You can add the variables as joins to the query as follows:

UPDATE     p
SET         roc = sourcePrice.roc,   
            lec = sourcePrice.lec,   
            [power] = sourcePrice.[power]
FROM        Price p
            INNER JOIN [Price] sourcePrice
            on p.siteId = sourcePrice.siteId
            and sourcePrice.siteId = 527
            INNER JOIN priceMonth pm 
            ON price.priceMonthId = pm.priceMonthId
            INNER JOIN priceMonth sourcepm
            ON sourcepm.PriceMonthId = 527

WHERE   pm.[Month] > sourcepm.StartDate
AND     (DATEPART(yy,pm.[Month]) = DATEPART(yy,sourcepm.StartDate))) 
AND     price.SiteId = 77

Also note that I have removed the function from one of your date comparisons - this is so that SQL Server can use any index that might be defined on there to at least narrow the range of values.


You could use multiple assignment to set many variables with the results of one query.

SELECT top 1
  @roc = roc,
  @lec = lec,
  @power = power
FROM Price
WHERE siteId = 77 and pricemonthid = 527

Watch out with this technique:

  • if no rows are returned, the variables remain unchanged (null in this case).
  • if multiple rows are return, each row is assigned - which leaves the last set of values as the final values. If no ordering was specified, then sql server determines the order of the rows and any row could be last.

You could pre-compute the date range that you want to update. This could allow an index on dates to be useful.

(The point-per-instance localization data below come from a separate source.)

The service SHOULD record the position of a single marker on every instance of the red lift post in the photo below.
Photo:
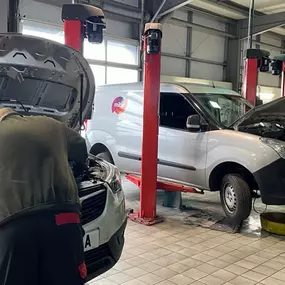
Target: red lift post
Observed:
(256, 60)
(283, 80)
(278, 68)
(148, 182)
(82, 21)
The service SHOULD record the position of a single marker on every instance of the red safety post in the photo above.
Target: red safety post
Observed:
(73, 34)
(283, 80)
(250, 80)
(256, 60)
(152, 60)
(82, 21)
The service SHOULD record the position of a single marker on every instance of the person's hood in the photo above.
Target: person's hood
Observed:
(272, 111)
(42, 77)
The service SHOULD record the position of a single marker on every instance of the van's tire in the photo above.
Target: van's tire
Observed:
(106, 156)
(236, 197)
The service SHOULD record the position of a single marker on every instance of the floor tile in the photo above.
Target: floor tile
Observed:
(236, 269)
(181, 279)
(255, 276)
(211, 280)
(242, 281)
(178, 267)
(265, 270)
(224, 275)
(149, 267)
(195, 273)
(207, 268)
(150, 279)
(135, 272)
(120, 278)
(272, 281)
(165, 273)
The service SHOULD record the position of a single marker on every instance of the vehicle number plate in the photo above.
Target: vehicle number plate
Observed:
(91, 240)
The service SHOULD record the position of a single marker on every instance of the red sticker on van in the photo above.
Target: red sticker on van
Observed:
(119, 105)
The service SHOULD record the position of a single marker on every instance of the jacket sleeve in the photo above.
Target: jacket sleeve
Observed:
(77, 149)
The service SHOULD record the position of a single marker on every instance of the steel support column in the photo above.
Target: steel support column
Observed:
(4, 10)
(13, 19)
(234, 56)
(188, 45)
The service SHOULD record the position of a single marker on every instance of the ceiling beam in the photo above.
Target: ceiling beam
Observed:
(201, 28)
(262, 24)
(152, 6)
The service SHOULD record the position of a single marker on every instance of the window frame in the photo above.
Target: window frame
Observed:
(187, 101)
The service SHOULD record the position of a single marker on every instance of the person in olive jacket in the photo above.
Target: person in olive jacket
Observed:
(40, 231)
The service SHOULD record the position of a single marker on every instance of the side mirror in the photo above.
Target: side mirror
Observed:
(193, 123)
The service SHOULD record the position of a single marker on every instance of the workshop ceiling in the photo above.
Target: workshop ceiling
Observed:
(238, 9)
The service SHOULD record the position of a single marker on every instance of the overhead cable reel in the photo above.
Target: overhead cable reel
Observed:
(153, 35)
(262, 56)
(277, 64)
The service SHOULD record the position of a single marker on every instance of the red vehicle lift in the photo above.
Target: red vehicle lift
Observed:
(278, 68)
(256, 60)
(82, 21)
(148, 182)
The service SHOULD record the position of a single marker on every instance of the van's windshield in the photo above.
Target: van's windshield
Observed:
(224, 109)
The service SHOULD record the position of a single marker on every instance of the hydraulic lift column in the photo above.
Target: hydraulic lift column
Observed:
(278, 68)
(82, 21)
(152, 60)
(256, 60)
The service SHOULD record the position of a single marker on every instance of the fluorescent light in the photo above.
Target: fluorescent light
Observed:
(266, 96)
(215, 105)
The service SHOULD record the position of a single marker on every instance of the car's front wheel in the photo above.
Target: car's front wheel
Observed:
(106, 156)
(236, 197)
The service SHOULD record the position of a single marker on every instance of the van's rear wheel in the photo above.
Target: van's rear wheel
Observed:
(105, 156)
(236, 197)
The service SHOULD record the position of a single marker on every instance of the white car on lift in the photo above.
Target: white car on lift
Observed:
(41, 77)
(206, 140)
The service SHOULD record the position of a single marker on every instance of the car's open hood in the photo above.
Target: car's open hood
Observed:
(46, 77)
(272, 111)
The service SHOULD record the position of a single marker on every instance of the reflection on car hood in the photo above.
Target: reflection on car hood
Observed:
(274, 110)
(46, 77)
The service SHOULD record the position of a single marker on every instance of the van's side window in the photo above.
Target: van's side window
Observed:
(174, 110)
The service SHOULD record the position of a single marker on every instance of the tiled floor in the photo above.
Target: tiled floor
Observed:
(174, 253)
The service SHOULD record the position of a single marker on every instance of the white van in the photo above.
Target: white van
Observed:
(41, 77)
(208, 138)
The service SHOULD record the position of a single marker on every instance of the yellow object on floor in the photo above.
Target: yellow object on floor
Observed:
(273, 222)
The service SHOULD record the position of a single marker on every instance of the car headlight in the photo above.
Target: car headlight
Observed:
(113, 176)
(277, 145)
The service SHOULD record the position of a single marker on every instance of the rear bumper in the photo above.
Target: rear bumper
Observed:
(104, 257)
(271, 182)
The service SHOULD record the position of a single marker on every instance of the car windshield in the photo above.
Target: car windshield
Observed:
(224, 109)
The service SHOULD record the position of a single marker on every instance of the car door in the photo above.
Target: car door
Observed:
(182, 154)
(129, 131)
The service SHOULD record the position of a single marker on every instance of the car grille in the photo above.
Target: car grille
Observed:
(93, 207)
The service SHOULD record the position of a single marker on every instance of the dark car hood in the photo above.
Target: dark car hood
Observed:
(46, 77)
(272, 111)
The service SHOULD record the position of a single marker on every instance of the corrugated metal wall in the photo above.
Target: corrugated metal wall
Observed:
(203, 46)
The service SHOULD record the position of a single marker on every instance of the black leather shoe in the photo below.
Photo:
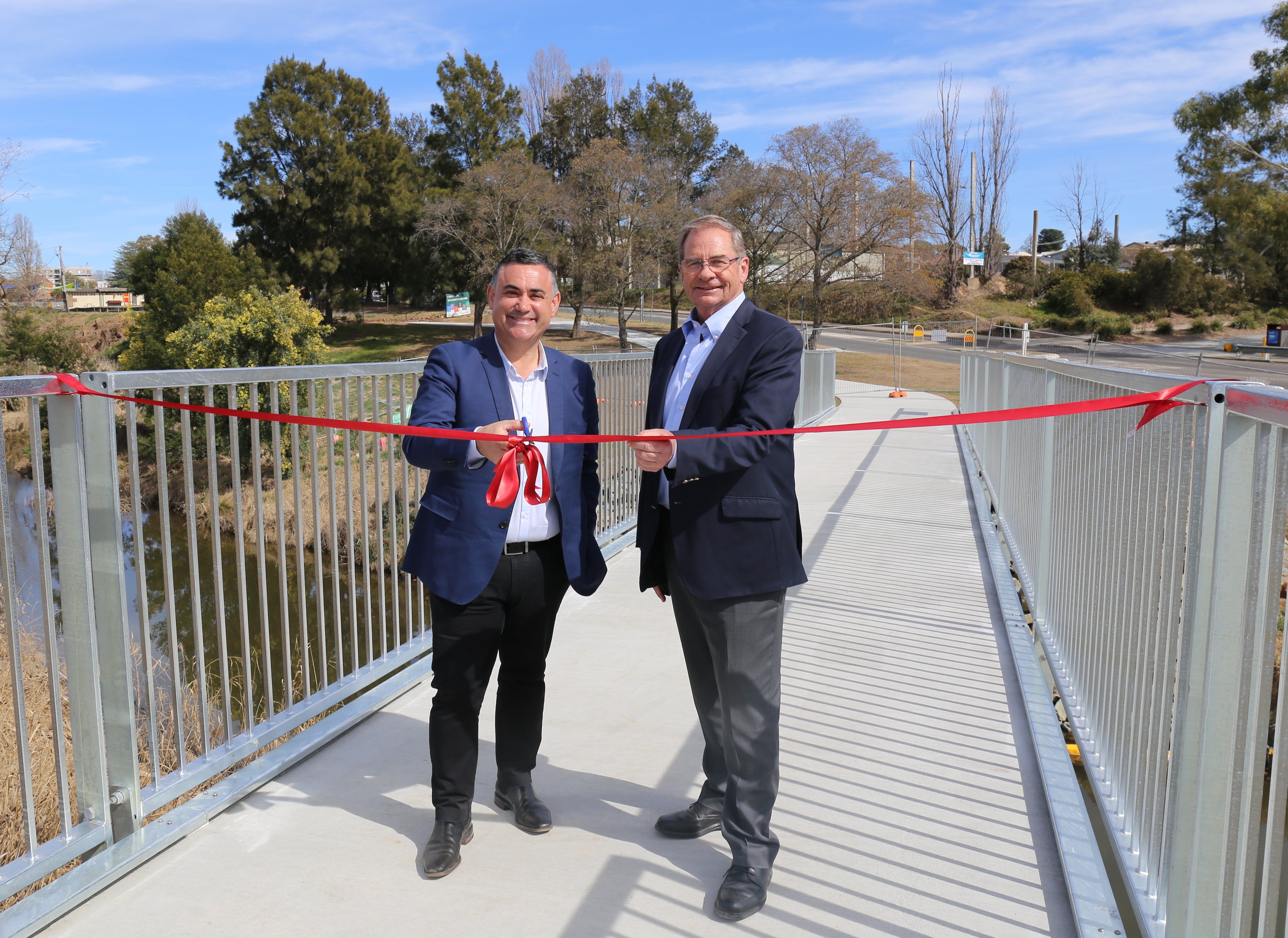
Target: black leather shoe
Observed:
(443, 851)
(530, 814)
(744, 892)
(695, 821)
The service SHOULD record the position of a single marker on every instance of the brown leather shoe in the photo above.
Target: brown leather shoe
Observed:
(695, 821)
(443, 851)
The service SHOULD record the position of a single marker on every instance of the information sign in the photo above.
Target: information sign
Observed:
(459, 305)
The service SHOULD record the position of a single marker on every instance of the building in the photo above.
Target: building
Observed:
(102, 298)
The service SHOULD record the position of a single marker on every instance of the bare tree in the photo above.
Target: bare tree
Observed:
(548, 75)
(11, 187)
(844, 199)
(614, 82)
(999, 140)
(615, 189)
(1084, 207)
(504, 204)
(751, 196)
(940, 146)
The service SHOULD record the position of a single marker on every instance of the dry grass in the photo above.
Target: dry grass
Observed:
(919, 374)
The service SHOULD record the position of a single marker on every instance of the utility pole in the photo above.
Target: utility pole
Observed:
(974, 213)
(912, 202)
(62, 278)
(1035, 249)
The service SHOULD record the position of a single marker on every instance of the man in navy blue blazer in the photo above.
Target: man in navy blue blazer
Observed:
(719, 533)
(496, 575)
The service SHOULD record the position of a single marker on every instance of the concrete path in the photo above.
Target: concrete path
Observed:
(907, 807)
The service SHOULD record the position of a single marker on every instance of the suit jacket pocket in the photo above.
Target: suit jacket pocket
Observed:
(750, 507)
(441, 507)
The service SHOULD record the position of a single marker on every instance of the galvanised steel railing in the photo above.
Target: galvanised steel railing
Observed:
(1152, 567)
(185, 592)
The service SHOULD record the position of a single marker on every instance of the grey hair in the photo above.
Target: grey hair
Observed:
(713, 222)
(529, 258)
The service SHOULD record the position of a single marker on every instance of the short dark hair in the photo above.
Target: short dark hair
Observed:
(530, 258)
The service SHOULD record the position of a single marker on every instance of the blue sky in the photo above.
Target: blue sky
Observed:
(123, 105)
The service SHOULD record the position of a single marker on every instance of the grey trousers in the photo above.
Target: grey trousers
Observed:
(733, 654)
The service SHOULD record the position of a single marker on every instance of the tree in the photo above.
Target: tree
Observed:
(322, 182)
(24, 270)
(579, 116)
(999, 137)
(941, 149)
(548, 75)
(681, 145)
(1084, 207)
(844, 199)
(1236, 181)
(480, 116)
(179, 274)
(253, 330)
(504, 204)
(616, 190)
(751, 196)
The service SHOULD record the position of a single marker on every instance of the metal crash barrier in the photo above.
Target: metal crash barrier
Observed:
(195, 604)
(1151, 566)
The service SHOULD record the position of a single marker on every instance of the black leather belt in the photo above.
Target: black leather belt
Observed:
(523, 547)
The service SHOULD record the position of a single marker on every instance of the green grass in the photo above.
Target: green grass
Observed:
(382, 342)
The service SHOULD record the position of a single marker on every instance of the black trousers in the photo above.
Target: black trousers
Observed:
(733, 655)
(513, 619)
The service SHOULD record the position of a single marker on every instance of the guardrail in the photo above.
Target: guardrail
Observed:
(1152, 567)
(182, 593)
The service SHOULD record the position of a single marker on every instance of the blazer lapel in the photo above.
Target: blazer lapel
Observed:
(729, 339)
(557, 390)
(495, 370)
(664, 364)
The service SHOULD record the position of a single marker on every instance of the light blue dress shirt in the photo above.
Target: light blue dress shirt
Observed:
(700, 338)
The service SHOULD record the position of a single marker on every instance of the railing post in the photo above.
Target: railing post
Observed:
(80, 637)
(1043, 575)
(111, 615)
(1219, 745)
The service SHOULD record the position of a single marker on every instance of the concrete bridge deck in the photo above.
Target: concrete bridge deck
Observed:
(910, 801)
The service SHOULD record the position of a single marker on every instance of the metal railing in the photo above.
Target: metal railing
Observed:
(1151, 566)
(182, 593)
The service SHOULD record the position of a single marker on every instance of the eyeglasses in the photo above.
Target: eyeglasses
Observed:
(717, 265)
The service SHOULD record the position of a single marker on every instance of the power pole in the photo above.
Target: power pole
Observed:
(912, 200)
(1035, 249)
(974, 213)
(62, 278)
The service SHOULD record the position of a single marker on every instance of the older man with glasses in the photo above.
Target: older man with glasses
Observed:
(719, 533)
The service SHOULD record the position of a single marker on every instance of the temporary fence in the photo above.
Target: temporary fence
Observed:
(1152, 566)
(187, 594)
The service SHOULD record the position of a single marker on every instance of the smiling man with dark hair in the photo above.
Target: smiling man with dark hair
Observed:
(496, 575)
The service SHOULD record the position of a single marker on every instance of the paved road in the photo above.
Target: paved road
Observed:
(910, 803)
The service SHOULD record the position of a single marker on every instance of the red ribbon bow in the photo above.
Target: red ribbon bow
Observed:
(505, 479)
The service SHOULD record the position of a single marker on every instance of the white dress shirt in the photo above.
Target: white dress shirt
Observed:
(529, 399)
(700, 338)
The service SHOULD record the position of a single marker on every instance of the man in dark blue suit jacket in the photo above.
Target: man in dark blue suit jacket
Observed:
(719, 533)
(496, 575)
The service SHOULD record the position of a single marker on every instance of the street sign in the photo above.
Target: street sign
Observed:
(459, 305)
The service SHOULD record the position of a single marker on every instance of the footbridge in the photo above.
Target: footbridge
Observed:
(218, 684)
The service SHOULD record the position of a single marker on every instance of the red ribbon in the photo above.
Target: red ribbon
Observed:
(505, 480)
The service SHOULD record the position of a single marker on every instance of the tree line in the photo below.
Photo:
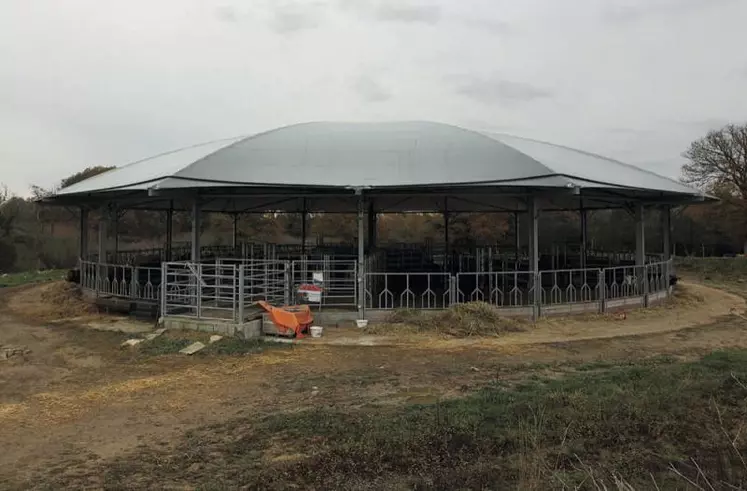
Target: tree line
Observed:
(33, 236)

DECLARE @StartRange datetime, @EndRange datetime

SET @StartRange = DateAdd(mm, DateDiff(mm, @startDate, 0), 0)
SET @EndRange = DateAdd(yy, 1 + DateDiff(yy, @StartRange, 0), 0)

UPDATE...
WHERE @StartRange <= pm.Month AND pm.Month < @EndRange
  AND price.SiteId = 77


Regarding the requirement for placeholders, you can always use a LEFT JOIN and COALESCE to be able to fall back to the previous month's price. Alternatively, schedule a task to create the new month's prices from the previous month at midnight on the last day of each month.